For LCSH complex subjects, CDI adds all components to the new normalized Subject field that exist as LCSH subjects. LCSH Complex subjects contain multiple components typically connected with a double dash, for example—"Japanese American -- Alcohol Use" (sh2008009026). In this example, both "Japanese Americans" (sh85069603) and "Alcohol Use" (sh99002331) are LCSH subjects, so they are both included in the new normalized Subject field.
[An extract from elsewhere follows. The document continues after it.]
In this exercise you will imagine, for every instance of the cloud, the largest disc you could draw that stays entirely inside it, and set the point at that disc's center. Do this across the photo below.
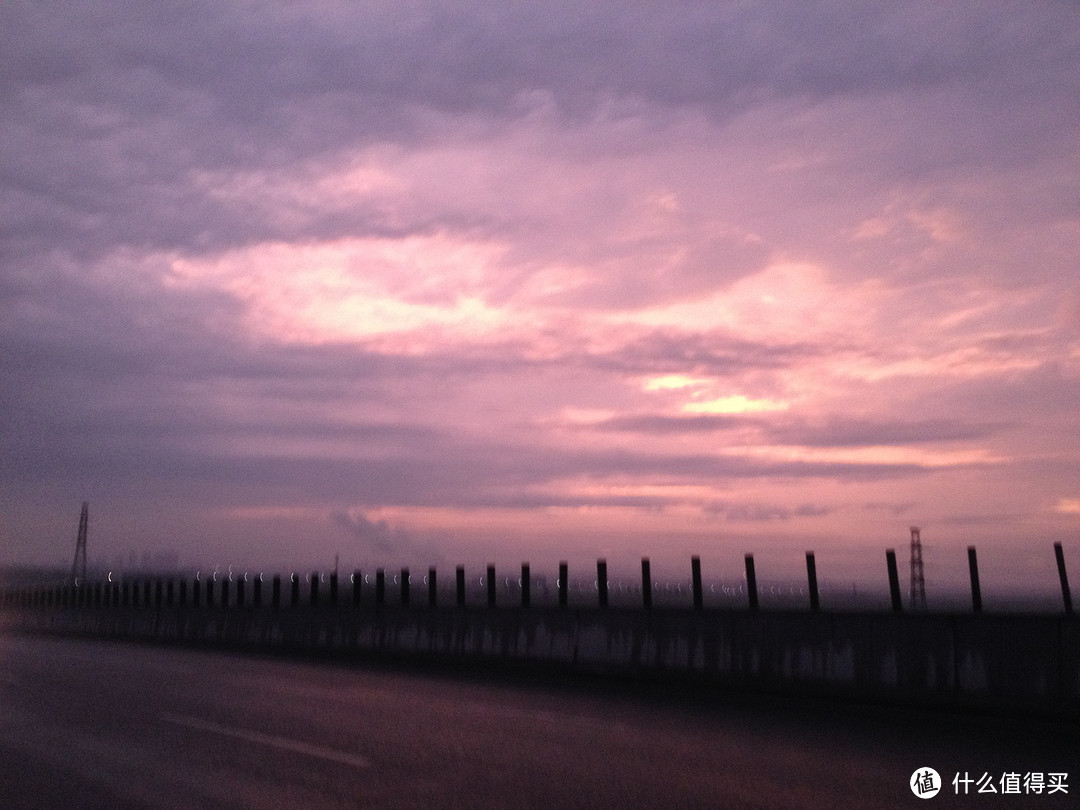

This is different from the following example: "Japanese Americans--Forced removal and internment, 1942-1945" (sh85069606). Only its first component "Japanese Americans" (sh85069603) exists as a LCSH subject (and is included in the new normalized Subject field), but because the second component "Forced removal and internment, 1942-1945" does not exist as a LCSH subject, it is not included in the new normalized Subject field, but instead it is included with the Keyword field.
MESH and the Proquest Thesaurus
While LCSH serves as the primary source for the CDI normalized subjects, MeSH headings are used to add additional subjects and alternate terms that do not exist in LCSH. CDI uses the mapping between LCSH and MeSH from Northwestern University Libraries, which can be found at https://galter.northwestern.edu/about-us/northwestern-university-libraries-lcsh-mesh-mapping-project
MeSH subjects and their entry terms are added as alternate terms for the corresponding LCSH subject if there is a mapping entry in the Northwestern University Libraries file. If they cannot be mapped to an LCSH subject, MeSH terms are added as new subjects to the CDI list of subjects. Their entry terms are added as the alternate terms for the subject unless they are programmatically determined to be mappings to narrower subjects, mappings to broader subjects, or ambiguous subjects. For example, "Calcimycin" (D000001) is added as a subject, and "Antibiotic A23187" is added as its alternate term.
In addition, we use the ProQuest Thesaurus to include a small set of additional alternate terms that closely match the LCSH normalized subjects.